Running costs are a mixed bag, though. Yes, you’ll make substantial tax savings each year and strong demand for used cars means impressive resale values.

We found the Prius more economical at a steady 80mph than 60mph

But although real-world economy is impressive in its own right, with 56.4mpg over our touring route and 47.5mpg overall, you’ll do well to match the ‘official’ average – forums are rife with tales of owners unable to get anywhere near those figures.

The Prius Plug-In should address these concerns to some extent. With an EV range of 15.5 miles, it is entirely possible a low-mileage user could go days without using any petrol, recharging the batteries only. With no electric range remaining, Toyota claims 78.5mpg and 84g/km as the petrol engine is used. Our experience suggests more than 60mpg should be achievable on long runs.

However, the Plug-In is also the most expensive Prius to buy outright, and it's hardly an affordable car to begin with. It carries a near £8000 premium over the T-Spirit at £32,895. Regardless of its improved range and efficiency, that makes the Plug-In an expensive car.

With the 17in wheels comes a marginally higher CO2 score, but that currently has no bearing on the tax or congestion charge issue and a microscopic effect to fuel economy. 

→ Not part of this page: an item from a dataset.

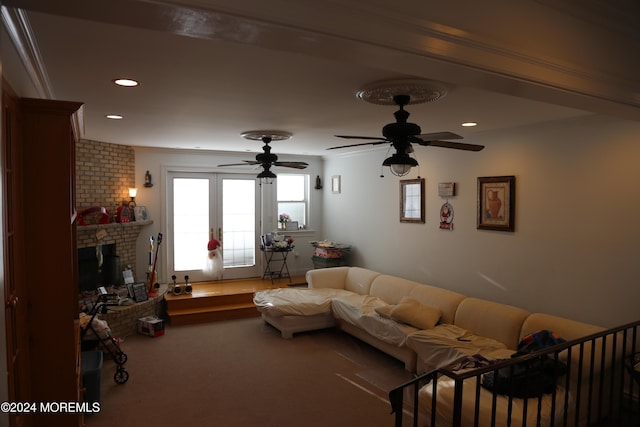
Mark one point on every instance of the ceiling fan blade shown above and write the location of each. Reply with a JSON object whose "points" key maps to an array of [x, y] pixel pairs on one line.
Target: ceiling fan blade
{"points": [[454, 145], [376, 138], [295, 165], [246, 162], [439, 135], [363, 143]]}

Maintenance costs are low, with no drive belts to replace thanks to an electric water pump, built-in generator and chain-driven camshafts. Toyota says the hybrid components, which have their own five-year/60,000-mile guarantee, have so far accounted for just 1.3 per cent of the Prius line’s warranty costs, and the battery pack should last for at least 10 years. 

The Prius is also a consistent high performer in customer satisfaction surveys. That’s due as much to dealers’ professionalism as the reliability of the car itself.

The only significant black mark is against the Prius's high purchase price relative to its mainstream hatchback rivals. However, those strong residual values go some way to offsetting this.